Achté también enfatizó su deseo de desestigmatizar los programas de televisión diurnos y las telenovelas como entretenimiento “menor”, ​​especialmente considerando cómo los fanáticos de dichos productos mediáticos a menudo son menospreciados o considerados infantiles en la cultura popular. «Empecé este proyecto con cierto grado de arrogancia, sonriendo a los fans de BB. Cuando era adolescente, pensaba que los fans de BB no eran sofisticados, simplemente porque su cultura pop favorita no era tan ‘cool’ como pensaba que era la cultura pop que consumía».

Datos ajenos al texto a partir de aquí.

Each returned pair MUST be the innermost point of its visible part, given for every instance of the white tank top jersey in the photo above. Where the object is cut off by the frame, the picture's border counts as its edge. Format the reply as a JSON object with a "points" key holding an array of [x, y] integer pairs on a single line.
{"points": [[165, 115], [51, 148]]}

«A menudo pensamos en ciertas formas de cultura como ‘clase baja’, pero en tiempos de crisis, la gente no necesita prestigio, lo que necesita es conexión», dijo, recordando cómo se dio cuenta de que la intensidad del fandom era esencialmente igual a pesar de tener diferentes objetivos. «Además, la televisión es gratuita. Ver telenovelas tampoco es gratis. Las telenovelas pueden tener tanto peso emocional como las películas de autor si son parte de la historia de supervivencia de alguien».

“Soap Fever” está producida por Napafilms Oy en colaboración con Story AB. Raina Film Festival Distribution se encarga de las ventas.